Much is going on in history and biography. The historian Marcus Cunliffe, who teaches at George Washington University, has two books in progress, one on the role of private property in American life, another on republicanism with a small r. The biographers Edmund and Sylvia Morris keep an apartment a block from the Library of Congress; he is working on volume two of his life of Theodore Roosevelt and gathering material for his future biography of Ronald Reagan; she is writing the life of Clare Boothe Luce. Rudy Abramson of the Washington bureau of the Los Angeles Times is doing a biography of W. Averell Harriman. Albert Eisele, author of a superb study of the intertwining careers of two old Washington hands, Hubert Humphrey and Eugene McCarthy, called Almost to the Presidency, is writing the life of the late Cardinal Gushing. And Daniel J. Boorstin is working on a sequel to The Discoverers, his opus on the human quest to understand the world. His subject now is human creativity down through history, and he is up and at it every morning before dawn, for two or three hours, before going to his official duties as the Librarian of Congress.

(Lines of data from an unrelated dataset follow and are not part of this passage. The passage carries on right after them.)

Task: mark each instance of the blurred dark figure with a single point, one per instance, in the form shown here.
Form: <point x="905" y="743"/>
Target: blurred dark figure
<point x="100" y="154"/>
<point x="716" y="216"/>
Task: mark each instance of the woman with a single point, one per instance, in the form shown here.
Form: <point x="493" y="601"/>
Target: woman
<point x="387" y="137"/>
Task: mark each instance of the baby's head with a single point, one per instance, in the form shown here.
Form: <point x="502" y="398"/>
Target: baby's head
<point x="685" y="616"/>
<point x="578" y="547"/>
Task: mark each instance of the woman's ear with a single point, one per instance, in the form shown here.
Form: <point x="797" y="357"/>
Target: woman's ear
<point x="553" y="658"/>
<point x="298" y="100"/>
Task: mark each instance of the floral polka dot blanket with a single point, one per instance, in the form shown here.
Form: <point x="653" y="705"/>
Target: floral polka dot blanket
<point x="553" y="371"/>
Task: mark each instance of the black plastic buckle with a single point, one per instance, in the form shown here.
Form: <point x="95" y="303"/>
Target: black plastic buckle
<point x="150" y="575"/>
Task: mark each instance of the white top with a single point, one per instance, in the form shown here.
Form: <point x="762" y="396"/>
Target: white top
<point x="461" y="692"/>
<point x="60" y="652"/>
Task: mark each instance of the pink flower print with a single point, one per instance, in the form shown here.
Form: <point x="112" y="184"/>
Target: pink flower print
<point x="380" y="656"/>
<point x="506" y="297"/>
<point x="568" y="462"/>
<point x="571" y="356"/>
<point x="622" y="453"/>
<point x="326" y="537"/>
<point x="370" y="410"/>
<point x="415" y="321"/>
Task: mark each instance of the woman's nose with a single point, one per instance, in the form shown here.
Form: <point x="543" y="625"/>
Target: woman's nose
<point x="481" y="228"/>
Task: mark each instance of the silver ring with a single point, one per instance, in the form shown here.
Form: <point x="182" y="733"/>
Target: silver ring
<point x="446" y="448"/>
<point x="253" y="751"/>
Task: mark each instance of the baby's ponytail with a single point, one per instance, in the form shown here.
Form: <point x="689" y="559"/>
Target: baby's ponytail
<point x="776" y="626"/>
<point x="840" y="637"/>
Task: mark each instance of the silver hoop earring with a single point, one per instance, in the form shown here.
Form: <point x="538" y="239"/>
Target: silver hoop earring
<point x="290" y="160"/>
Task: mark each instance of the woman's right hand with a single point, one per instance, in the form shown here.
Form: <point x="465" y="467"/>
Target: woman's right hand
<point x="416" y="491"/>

Not everyone, I realize, cares for Washington as I do. “Neither Rome nor home,” somebody once said. New Yorkers can be particularly critical, impatient with the pace, annoyed by the limits of the morning paper. Government buildings have a way of depressing many visitors, including some of my own family. I remember a woman from the Boston Globe who wrote at length about what a huge bore it all is. A one-industry town was her theme, which wasn’t exactly new or true, not any longer.
There is no local beer, let alone a home baseball team, and the tap water tastes pretty bad until you get accustomed to it. The cost of living is high, parking is a constant headache, the cab drivers may be the worst on earth.
And of course there is more than one Washington. There is lawyer-corporate Washington in the sleek glass boxes along Connecticut Avenue, black Washington, student Washington, journalist Washington.
What I’m drawn to and moved by is historical Washington, or rather the presence of history almost anywhere you turn. History is the great pull of the place for me. Indeed, it is hard for me to imagine anyone with a sense of history not being moved. No city in the country keeps and commemorates history as this one does. It insists we remember, with statues and plaques and memorials and words carved in stone, with libraries, archives, museums, and any number of marvelous old houses besides the one where Woodrow Wilson lived.
Blair House, catty-cornered to the White House on Pennsylvania Avenue, is a good example. The morning of April 18, 1861, inside its small front parlor, Robert E. Lee sat with Francis P. Blair, Sr., who, speaking for Abraham Lincoln, offered Lee command of the Union Army. I never walk by there without thinking of this—and of the historians who dismiss the role of personality in history, the reverberations of a single yes or no.
Blair House, now being refurbished, was built in 1824 and has been owned by the government since World War II, when, the story goes, Eleanor Roosevelt found Winston Churchill pacing the upstairs hall at the White House in his night-shirt. She decided the time had come for some other kind of accommodation for presidential guests. Later, the house served as quarters for the President himself, President Harry Truman, while the White House was being restored.
One autumn afternoon, right where you walk by Blair House, the Secret Service and the White House Police shot it out with two Puerto Rican Nationalists who tried to storm the front door and kill Truman. Truman, who was upstairs taking a nap in his underwear, ran to the window to see what the commotion was about. One assassin was dead on the front steps, a bullet through the brain. Pvt. Leslie Coffelt of the White House Police, who had been hit several times, died later. On the little iron fence in front of the house a plaque commemorates his heroism.